Io ebbi, conveniamone, un’eccellente ispirazione lasciando parlare Guy de Maupassant intorno alla Venere di Siracusa. Se ella critica con tanta vivacità le affermazioni del grande scrittore, che cosa avrebbe fatto delle mie? Il Maupassant è morto, e non può difendersi; debbo difenderlo io? L’impresa mi pare, sotto ogni riguardo, inopportuna. Ma è pur necessario che io risponda qualcosa alle sue ultime critiche.

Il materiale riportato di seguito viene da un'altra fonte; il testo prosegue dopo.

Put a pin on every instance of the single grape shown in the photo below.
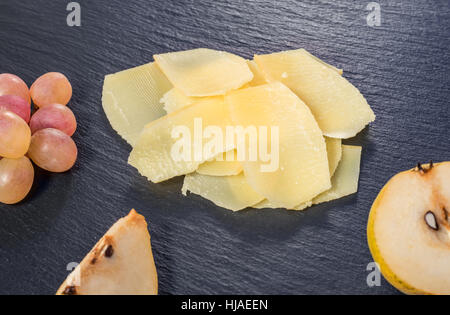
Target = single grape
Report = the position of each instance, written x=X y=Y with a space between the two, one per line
x=53 y=150
x=54 y=116
x=17 y=105
x=11 y=84
x=16 y=179
x=51 y=88
x=15 y=135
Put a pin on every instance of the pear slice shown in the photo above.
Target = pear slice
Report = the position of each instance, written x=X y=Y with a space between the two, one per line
x=131 y=99
x=409 y=230
x=229 y=192
x=120 y=264
x=302 y=172
x=152 y=155
x=337 y=105
x=221 y=167
x=204 y=72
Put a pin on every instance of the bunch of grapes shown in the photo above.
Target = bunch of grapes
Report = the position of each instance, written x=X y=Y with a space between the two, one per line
x=44 y=137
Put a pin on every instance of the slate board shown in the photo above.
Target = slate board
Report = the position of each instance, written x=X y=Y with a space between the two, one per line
x=402 y=67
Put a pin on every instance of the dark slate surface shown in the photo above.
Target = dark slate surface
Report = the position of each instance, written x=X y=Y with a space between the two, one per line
x=402 y=67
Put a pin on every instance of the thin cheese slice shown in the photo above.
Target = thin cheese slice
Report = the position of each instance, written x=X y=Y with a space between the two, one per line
x=229 y=192
x=152 y=155
x=334 y=153
x=266 y=204
x=258 y=76
x=302 y=172
x=337 y=105
x=222 y=166
x=175 y=100
x=131 y=99
x=204 y=72
x=344 y=181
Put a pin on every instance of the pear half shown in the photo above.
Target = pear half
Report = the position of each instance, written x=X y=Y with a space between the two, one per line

Sì, cara amica, c’è una poesia reale: queste due parole messe insieme dall’autore di Notre Cœur non sono nient’affatto stonate. Se io non m’intrattenessi ora con lei ma con un militare, temerei di dar luogo a qualche curioso equivoco parlandole d’un «gran Rapporto». Il militare intenderebbe quell’adunanza alla quale il comandante chiama tutti i suoi ufficiali dopo la manovra. Con lei, ed al punto al quale siamo della nostra controversia, non ho bisogno di spiegare che il gran Rapporto del quale ho da occuparmi è quello che intercede fra il sentimento e l’istinto. E la quistione è così posta: l’amore non può esser fatto di sola poesia, senza di che avrebbe ragione quel capitano di cui le narrai tempo addietro la pietosa avventura: e neppure di sola prosa, cioè di soli appetiti, senza di che nulla ci distinguerebbe dai semplici bruti; ma le due cose, preceda l’una o pur l’altra, debbono poi andare insieme e darsi la mano. Ora, se noi dobbiamo cercare il peso di questa poesia e di questa prosa insieme operanti, bisogna riconoscere che, sebbene il peso della poesia sia grandissimo, pure quello della prosa è ancora un poco più grande.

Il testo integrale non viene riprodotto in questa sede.